= Ertu Guð, afi? =

2010 novel by Þorgrímur Þráinsson

Ertu Guð, afi? (Are You God, Granddad?) is an Icelandic children's novel by Þorgrímur Þráinsson. It won the 2010 Icelandic Children's Book Prize, which guarantees publication with the Vaka-Helgafell press. It is Þorgrímur's twenty-fourth book, and his second to win the prize.

==Plot summary==

The novel is a first-person narrative from the point of view of the lively and restless Emma Soffía, who for most of the narrative is eleven years old. It starts with news that her paternal grandfather, known to Emma Soffía as Afi Afríka ('Grandad Africa'), will return to Iceland from living in Africa for the first time in eleven years. The novel charts the developing relationship between the narrator and her grandfather over the course of about a year, and how it changes her relationship with her mother (prone to grumpiness, consumerism, and sometimes disinclined to show Emma Soffía the affection that she feels), her father (who is a seaman and therefore absent for long stretches of time), and with herself. Afi Afríka is given to mediation, offering spiritual insights and experiences, and to finding pastimes for his granddaughter which entertain her yet help her to develop patience and inner piece.
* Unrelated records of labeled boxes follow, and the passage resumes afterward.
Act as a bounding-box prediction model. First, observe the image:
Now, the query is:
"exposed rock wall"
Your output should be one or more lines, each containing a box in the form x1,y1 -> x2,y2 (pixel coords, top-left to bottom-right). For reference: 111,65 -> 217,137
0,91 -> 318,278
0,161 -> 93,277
The novel closes with Afi Afríka's death, Catholic funeral, and his bequest to Emma Soffía of his elegant home near Landakotskirkja.

==Critical reception==

In the estimation of Helga Birgisdóttir and María Bjarkadóttir, 'the message is clear and good: think beautiful thoughts, conduct yourself well, and be good to people and animals. This is a beautiful book but the message is often repeated to the reader, who is rather confused when the book ends on a "boom-time" note: the main character inherits a penthouse flat'.